Make your IIS impeccable

If your computer has nt4/win2000 installed, it is not a direct use for Internet servers. Although Microsoft's patch has been a lot of bugs, there are still some loopholes. Now let's talk briefly about how to use IIS to build a server with high security performance.

First, based on the security mechanism of Windows NT

1) NT hit SP6 patch, 2K hit SP2 patch. Convert the disk's file system to NTFS (the partition of the installation system can be converted when the system is installed, or it can be converted by tools after the system is installed). At the same time, the permissions for writing and modifying Everyone in the usage rights are removed. The key directories: such as WinntRepair read permission are also removed.
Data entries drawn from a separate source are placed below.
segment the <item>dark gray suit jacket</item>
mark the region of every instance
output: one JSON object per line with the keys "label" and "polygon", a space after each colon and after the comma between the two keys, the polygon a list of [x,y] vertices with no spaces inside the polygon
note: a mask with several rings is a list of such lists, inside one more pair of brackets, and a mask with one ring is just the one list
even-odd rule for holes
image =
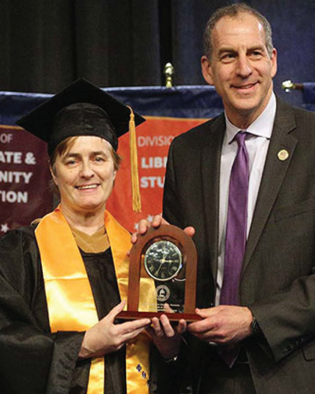
{"label": "dark gray suit jacket", "polygon": [[[225,129],[222,114],[176,138],[169,153],[163,216],[196,230],[200,307],[213,305],[215,296]],[[278,157],[282,149],[289,154],[284,161]],[[279,99],[240,296],[263,333],[244,341],[257,393],[315,392],[315,114]],[[211,365],[204,363],[212,351],[192,340],[195,383],[200,384],[205,368],[205,378],[211,379]]]}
2) Modification of sharing permissions. Under NT, go to Start Menu --> Programs --> Administrative Tools --> System Policy Editor, and then open the registry in the File menu of the system policy to modify the Windows NT network to remove it. Under 2K, you can write a net share c$ /delete bat file, put it into the machine's startup task.

3) Rename the system administrator account. At the same time, change the password of the system administrator to strong encryption: the password length is more than 10 digits, and the password should include numbers, letters, and! Wait for various characters.

4) Abolish NetBIOS over TCP/IP. The binding between NetBIOS and TCP/IP is aborted by the binding option of the network attribute.

5) Install other services. You should try not to install other services of the database on the same server. If installed, the main point is that the database password cannot be the same as the login password of the system.

Second, set the security mechanism of IIS

1) Resolve IIS4 and previous versions will be stopped by D.O.S attacks. Run Regedt32.exe at: HKEY_LOCAL_MACHINESYSTEMCurrentControlSetServicesw3svcparameters Add a value: Value Name: MaxClientRequestBuffer Data Type: REG_DWORD Set to decimal The specific value is set to the maximum length of the URL that IIS is allowed to accept. The CNNS setting is 256.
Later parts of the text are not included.